WASHINGTON - The economy worsened in much of the U.S. earlier this summer, hampered by high unemployment, weak home sales and signs of a slowdown in manufacturing.
A survey by the Federal Reserve, released Wednesday, found that weak consumer spending, slow job growth and tight credit are restraining growth into the second half of the year.
Growth slowed in eight of the Fed's 12 bank regions in June and early July, the report found, compared with the spring. That marked the worst showing this year.
The Fed's survey found that factory output weakened in some areas. That's likely to heighten concerns that manufacturing, one of the economy's few bright spots over the past two years, is sputtering.
Further such evidence came in a separate report Wednesday from the Commerce Department, which found that businesses reduced orders for airplanes, autos, heavy machinery and other long-lasting manufactured goods in June.
Orders for durable goods fell 2.1 percent, the department said. It was the second drop in three months. The decline was driven by a big drop in orders for commercial aircraft. Orders for autos, auto parts and computers also fell. And a key category that tracks business investment plans dropped 0.4 percent.
The Fed's report found that the job market remained weak in most of the 12 districts. Hiring was scant, for example, in the Boston district, except among advertising and consulting firms.
Consumer spending improved, aided by a drop in gas prices, which had peaked at nearly $4 a gallon in early May.

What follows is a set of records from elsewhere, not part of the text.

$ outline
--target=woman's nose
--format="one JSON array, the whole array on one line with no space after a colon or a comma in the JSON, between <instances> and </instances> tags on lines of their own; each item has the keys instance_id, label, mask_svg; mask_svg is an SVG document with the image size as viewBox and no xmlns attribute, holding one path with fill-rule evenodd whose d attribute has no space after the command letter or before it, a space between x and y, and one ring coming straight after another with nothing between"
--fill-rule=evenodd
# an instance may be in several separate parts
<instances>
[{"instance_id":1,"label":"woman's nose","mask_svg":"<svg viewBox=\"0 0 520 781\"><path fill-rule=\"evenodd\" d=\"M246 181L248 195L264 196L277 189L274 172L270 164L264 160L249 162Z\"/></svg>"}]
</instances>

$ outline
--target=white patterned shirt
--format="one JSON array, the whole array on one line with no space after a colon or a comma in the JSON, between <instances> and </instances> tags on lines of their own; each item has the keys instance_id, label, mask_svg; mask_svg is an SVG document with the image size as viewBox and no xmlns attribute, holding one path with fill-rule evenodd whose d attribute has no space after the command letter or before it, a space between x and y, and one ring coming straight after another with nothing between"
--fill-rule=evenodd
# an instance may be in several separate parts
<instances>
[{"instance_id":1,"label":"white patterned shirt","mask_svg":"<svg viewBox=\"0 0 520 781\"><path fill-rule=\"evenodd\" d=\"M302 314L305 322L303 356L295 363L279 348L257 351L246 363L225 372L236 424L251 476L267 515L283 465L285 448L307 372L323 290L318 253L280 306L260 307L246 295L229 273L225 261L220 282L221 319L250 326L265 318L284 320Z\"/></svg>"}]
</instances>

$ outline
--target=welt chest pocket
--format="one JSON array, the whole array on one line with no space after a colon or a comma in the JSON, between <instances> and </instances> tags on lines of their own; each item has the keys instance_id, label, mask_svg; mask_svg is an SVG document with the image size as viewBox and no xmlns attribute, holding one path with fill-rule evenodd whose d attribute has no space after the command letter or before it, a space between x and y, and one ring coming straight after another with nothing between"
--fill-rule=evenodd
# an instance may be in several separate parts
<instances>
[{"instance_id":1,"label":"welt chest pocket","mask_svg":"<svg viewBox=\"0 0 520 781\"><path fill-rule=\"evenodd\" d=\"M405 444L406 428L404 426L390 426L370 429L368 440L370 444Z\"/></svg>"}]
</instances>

But auto sales dropped. Supplies at many dealers remained tight because of disruptions stemming from Japan's March 11 earthquake.
Sales of cheaper goods were strong in the Kansas City district, but sales of many luxury items there remained sluggish, the Fed said.
Droughts and severe flooding weakened seven districts with major agricultural sectors, the report said.
Manufacturing output rose overall. But many districts reported only "steady or slowing" growth, the Fed's report said. Only two districts - Kansas City and Cleveland - reported rising manufacturing activity. Companies in three districts - Philadelphia, Richmond and Atlanta - reported slower growth.
Manufacturers in the Philadelphia region reported a lull in demand, the report said. Companies that make clothing, food, steel and other metals, and electronics reported slower sales, while furniture makers, printers and publishers said demand rose.
The overall dim picture of the national economy echoes recent data on hiring and manufacturing. Economists expect growth for the April-June quarter, which will be reported Friday, will be only 1.7 percent, the second straight quarter of anemic expansion.
In June, employers added only 18,000 jobs, the fewest in nine months. And the unemployment rate rose to 9.2 percent, the highest in a year.
The report, known as the "Beige Book," is based on anecdotal information gathered by officials at the 12 Fed regional banks. It's released eight times a year and provides an on-the-ground snapshot of the economy. Wednesday's report covered the roughly seven weeks between May 28 and July 15.